Sen hiçbir arkadaşını arama benimle birlikteyken, sıçmaya bile afedersin benimle git.. Sonra ayrıldığın gibi kulüplere koş.. Lan benim günahım neydi arkadaş? Ben senin koca götünle bütün gün tv karşısında otura otura kök saldım. Senden ayrıldığım gibi eve girmez olmuşsun. Evden çıkmıyorsun diye terk ettim lan ben seni.. Vay arkadaş..
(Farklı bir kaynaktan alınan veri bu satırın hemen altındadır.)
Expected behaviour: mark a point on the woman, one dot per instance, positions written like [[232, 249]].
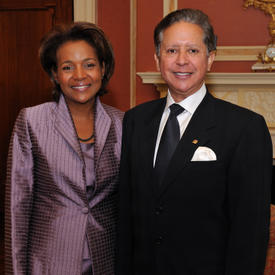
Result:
[[63, 163]]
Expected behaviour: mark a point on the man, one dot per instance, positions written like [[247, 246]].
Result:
[[202, 207]]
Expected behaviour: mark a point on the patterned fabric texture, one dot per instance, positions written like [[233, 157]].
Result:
[[47, 211]]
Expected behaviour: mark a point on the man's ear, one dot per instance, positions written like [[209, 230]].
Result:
[[103, 69], [157, 62], [211, 59]]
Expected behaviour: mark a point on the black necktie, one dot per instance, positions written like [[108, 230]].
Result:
[[168, 143]]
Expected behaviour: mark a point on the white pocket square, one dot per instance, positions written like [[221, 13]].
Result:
[[204, 154]]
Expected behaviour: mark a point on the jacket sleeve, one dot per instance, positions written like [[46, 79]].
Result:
[[249, 191], [19, 191], [124, 235]]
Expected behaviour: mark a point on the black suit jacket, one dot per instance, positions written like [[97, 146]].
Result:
[[208, 217]]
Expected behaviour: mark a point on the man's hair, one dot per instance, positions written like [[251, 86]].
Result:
[[79, 31], [190, 16]]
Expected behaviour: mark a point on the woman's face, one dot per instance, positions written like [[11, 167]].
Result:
[[79, 72]]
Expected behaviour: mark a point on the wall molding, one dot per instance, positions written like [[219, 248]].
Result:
[[238, 53], [85, 10], [133, 51]]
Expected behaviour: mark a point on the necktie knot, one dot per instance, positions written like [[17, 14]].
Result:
[[176, 109]]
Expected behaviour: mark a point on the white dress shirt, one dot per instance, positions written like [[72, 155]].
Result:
[[189, 104]]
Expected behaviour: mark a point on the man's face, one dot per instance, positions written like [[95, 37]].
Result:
[[183, 60]]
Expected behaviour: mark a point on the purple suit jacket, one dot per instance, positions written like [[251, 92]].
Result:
[[47, 211]]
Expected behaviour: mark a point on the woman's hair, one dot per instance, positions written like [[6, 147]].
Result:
[[79, 31], [190, 16]]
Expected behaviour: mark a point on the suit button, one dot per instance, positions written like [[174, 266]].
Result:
[[159, 240], [85, 210], [159, 210]]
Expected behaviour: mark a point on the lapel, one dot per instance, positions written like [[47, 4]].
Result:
[[150, 132], [197, 133], [64, 125], [102, 128]]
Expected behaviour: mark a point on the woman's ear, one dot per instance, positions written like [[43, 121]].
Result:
[[54, 76]]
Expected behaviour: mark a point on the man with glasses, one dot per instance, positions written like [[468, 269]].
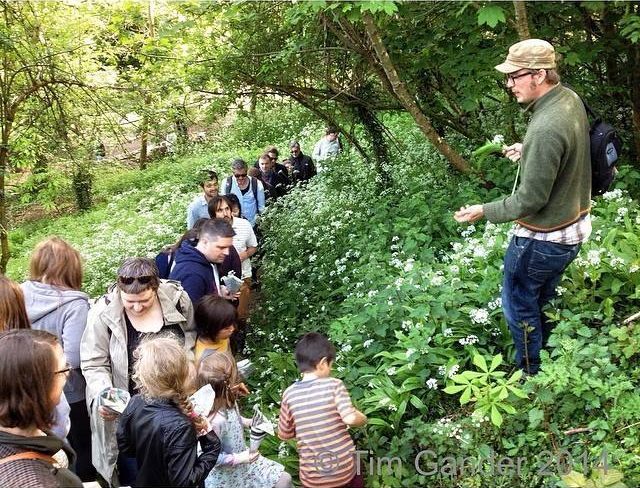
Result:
[[196, 265], [551, 205], [198, 207], [303, 168], [278, 180], [249, 191]]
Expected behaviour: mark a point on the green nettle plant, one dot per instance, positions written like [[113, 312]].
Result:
[[488, 388]]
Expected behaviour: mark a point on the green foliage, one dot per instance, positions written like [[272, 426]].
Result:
[[491, 15], [488, 389]]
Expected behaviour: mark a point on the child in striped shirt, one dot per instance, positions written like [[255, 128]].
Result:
[[316, 411]]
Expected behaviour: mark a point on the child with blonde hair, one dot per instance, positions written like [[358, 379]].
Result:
[[159, 427], [237, 466]]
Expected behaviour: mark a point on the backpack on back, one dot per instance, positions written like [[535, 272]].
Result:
[[605, 149], [254, 187]]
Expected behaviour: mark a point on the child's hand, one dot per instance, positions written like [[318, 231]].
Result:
[[245, 457], [240, 389]]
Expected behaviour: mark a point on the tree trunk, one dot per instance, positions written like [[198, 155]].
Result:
[[378, 145], [408, 101], [144, 134], [522, 24], [635, 100], [4, 164]]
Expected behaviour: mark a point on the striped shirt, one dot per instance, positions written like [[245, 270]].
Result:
[[573, 234], [244, 238], [312, 411]]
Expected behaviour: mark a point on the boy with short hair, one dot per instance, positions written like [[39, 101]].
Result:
[[198, 208], [316, 411]]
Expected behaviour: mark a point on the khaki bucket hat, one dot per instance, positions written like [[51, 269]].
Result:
[[529, 54]]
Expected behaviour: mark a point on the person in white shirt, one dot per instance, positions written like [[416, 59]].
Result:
[[246, 244]]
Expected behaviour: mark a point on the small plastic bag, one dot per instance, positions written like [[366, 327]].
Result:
[[232, 282], [260, 427], [114, 399]]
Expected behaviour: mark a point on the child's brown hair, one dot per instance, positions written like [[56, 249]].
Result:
[[220, 371], [162, 370]]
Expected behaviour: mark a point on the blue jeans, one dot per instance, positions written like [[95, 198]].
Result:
[[532, 270]]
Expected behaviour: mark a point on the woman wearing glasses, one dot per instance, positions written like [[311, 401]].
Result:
[[56, 304], [138, 305], [33, 372]]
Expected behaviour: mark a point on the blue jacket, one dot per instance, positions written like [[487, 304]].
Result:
[[194, 271]]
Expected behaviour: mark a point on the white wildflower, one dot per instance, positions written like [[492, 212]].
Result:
[[593, 257], [479, 316], [453, 370], [408, 266]]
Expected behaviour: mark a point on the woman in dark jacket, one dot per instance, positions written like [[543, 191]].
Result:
[[33, 372], [159, 427]]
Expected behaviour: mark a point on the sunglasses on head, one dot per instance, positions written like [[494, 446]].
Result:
[[127, 280]]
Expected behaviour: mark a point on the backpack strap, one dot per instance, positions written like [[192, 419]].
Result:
[[28, 455], [254, 187]]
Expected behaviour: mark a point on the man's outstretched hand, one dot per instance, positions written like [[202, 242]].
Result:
[[469, 214]]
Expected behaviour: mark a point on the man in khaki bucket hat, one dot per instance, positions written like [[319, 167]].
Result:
[[551, 204]]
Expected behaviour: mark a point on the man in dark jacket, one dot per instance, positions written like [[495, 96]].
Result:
[[277, 179], [197, 266], [303, 168]]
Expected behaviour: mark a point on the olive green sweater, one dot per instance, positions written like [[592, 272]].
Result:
[[555, 172]]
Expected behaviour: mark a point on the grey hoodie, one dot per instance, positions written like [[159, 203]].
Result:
[[63, 313]]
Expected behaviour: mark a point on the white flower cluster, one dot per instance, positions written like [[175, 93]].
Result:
[[612, 195], [453, 370], [437, 279], [469, 340], [479, 316], [432, 384], [495, 304], [386, 402]]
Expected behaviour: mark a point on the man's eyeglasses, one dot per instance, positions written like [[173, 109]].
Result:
[[127, 280], [513, 78]]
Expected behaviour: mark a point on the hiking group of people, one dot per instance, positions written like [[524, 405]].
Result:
[[170, 326]]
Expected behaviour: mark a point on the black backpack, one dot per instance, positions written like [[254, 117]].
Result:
[[254, 187], [605, 149]]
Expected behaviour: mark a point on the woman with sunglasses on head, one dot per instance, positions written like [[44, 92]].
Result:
[[139, 305], [56, 304], [33, 372]]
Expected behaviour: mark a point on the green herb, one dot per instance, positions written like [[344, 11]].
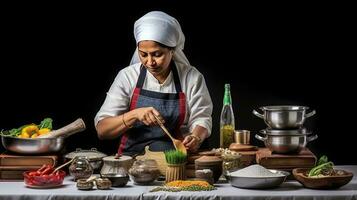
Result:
[[322, 166], [175, 157], [46, 123], [323, 159]]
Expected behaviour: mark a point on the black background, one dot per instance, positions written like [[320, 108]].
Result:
[[58, 61]]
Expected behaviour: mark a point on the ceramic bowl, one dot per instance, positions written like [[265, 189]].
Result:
[[325, 182]]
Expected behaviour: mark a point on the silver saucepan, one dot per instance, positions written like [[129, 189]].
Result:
[[50, 144], [284, 117], [286, 144]]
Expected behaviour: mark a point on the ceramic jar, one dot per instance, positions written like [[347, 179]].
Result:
[[80, 168], [112, 164]]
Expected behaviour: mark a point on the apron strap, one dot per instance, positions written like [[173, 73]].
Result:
[[177, 81]]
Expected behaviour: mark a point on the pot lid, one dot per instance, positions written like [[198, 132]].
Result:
[[91, 154], [292, 132], [115, 159], [284, 107]]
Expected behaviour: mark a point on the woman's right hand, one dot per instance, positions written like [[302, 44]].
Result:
[[146, 115]]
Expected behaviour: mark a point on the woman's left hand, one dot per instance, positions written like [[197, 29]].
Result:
[[191, 143]]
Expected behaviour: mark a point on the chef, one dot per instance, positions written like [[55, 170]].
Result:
[[160, 84]]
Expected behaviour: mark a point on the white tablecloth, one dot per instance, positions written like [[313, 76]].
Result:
[[288, 190]]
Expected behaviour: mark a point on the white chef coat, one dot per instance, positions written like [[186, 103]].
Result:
[[198, 101]]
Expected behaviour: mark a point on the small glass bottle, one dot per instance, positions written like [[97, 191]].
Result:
[[227, 125]]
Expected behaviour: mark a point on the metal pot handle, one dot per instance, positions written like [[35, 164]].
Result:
[[260, 138], [310, 114], [311, 138], [256, 113]]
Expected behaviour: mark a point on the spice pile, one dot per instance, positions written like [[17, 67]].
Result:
[[177, 186]]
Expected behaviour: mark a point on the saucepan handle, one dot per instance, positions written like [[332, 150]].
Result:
[[310, 114], [311, 138], [256, 113]]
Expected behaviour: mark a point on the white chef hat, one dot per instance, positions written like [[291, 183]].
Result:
[[160, 27]]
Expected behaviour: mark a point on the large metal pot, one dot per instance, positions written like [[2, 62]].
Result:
[[53, 141], [285, 143], [284, 117], [32, 146], [297, 132]]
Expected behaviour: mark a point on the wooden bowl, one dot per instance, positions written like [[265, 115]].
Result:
[[326, 182]]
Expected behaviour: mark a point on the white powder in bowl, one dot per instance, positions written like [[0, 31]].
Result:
[[255, 171]]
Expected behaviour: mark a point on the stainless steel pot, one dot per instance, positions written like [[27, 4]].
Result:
[[94, 157], [32, 146], [51, 143], [284, 117], [298, 132], [286, 144]]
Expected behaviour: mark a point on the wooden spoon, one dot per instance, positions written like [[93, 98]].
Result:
[[63, 165], [177, 143], [72, 128]]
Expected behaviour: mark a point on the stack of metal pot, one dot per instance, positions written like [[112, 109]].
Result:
[[285, 133]]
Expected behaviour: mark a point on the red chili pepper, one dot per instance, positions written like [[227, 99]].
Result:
[[42, 168], [34, 173]]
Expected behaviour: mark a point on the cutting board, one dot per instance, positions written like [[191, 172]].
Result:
[[271, 160]]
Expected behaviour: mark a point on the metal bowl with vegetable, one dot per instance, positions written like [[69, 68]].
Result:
[[284, 116], [28, 139], [322, 176]]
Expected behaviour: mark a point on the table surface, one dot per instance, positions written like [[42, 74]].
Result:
[[288, 190]]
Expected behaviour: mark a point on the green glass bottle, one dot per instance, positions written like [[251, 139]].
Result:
[[227, 125]]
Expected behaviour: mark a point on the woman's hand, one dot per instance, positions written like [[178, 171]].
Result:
[[146, 115]]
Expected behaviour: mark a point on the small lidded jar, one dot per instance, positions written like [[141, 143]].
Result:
[[80, 168], [83, 184], [103, 183], [144, 172]]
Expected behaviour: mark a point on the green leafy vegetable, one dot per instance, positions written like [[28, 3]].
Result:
[[46, 123], [322, 166], [323, 159], [175, 157]]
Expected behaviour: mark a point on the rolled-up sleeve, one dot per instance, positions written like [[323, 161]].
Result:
[[117, 99], [199, 103]]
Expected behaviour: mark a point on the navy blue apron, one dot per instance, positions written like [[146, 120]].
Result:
[[172, 107]]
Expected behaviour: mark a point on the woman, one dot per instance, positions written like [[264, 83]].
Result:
[[159, 84]]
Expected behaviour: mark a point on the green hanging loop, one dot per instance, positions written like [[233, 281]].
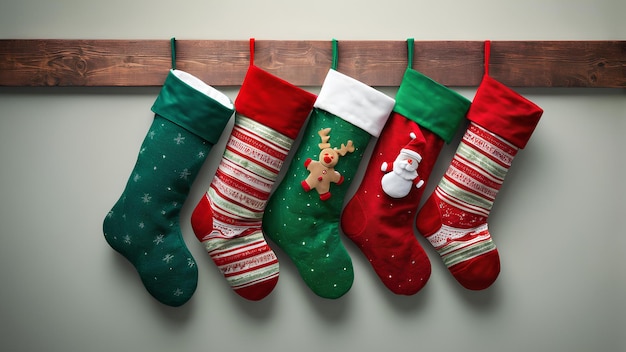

Ne demiş ünlü düşünür: İyilik yap, denize at, keyfine bak.. Tenks gad, sosyal mecraya bir öküz daha kazandırdım..
28 Haziran 2012 Perşembe
23 Haziran 2012 Cumartesi
K.H.Y.K.
Kendi hayatını yaşamayanlar kulübünün en sıkı üyesi bildiriyor;
Bir yerlerden bir bakış bulup, gözlerinin içine yerleştirirsin.. Bir zaman sonra, seninmiş gibi hissedersin. Senden daha gerçek birini gördüğünde, titrer bakışların, kendine gelirsin. Ama kendin kimdir bilmezsin..
Bir çift söz duyarsın. Sana ait sanırsın. Her yerde, sırası geldiğinde, yüzünde o aitlik ifadesiyle savurursun sözünü. Duyanlar senin diye bilirler. Sen de öyle bilirsin. Rastgele bir kitapta rastladığında, 'sözümü çalmış' dersin, sinirlenirsin. Ansızın yine kendine gelirsin. Ama öyle uzun bir süre değil. İki saniyeliğine kendine gelirsin. Sonra bildiğin gibi devam edersin.
Biriyle tanışırsın. Sever seni. Sen onu sevemeyeceğini bilirsin. Ama severmiş gibi yaparsın. Senin müziklerini dinler. Senin şiirlerini okur. Kahvesini seninki gibi içer. Senin sevdiğin renklerle barışır. Uyandığında çocuk olur. Mutlu olur. Çok mutlu olur. Oysa hiçbir çıkarın yoktur ondan yana. Onu mutlu etmek için de değildir yaptığın. Kendin için yaparsın.Hatalarının bedelini kendine yeni bir hatayla ödetmek istersin. Böyle temize çıkarmak istersin kendini. Ama girdiğin yerden çıkış yoktur. Birinin içine girmek, yüreğine sızmak öyle âni, öyle hızlıdır ki. Girersin. Onu kendi içine almadan, uzağında yaşatırsın. Yaralanır, hırpalanır.. En sonunda yüreği de insanlığı gibi parçalanır.
Parçaladığım yürekler.. Ben sizden özür dileyemem. Çünkü hayatınızda hiç mutlu olamayacağınız kadar mutlu ettim sizi.. Her mutluluğun bir bedeli vardır, değil mi?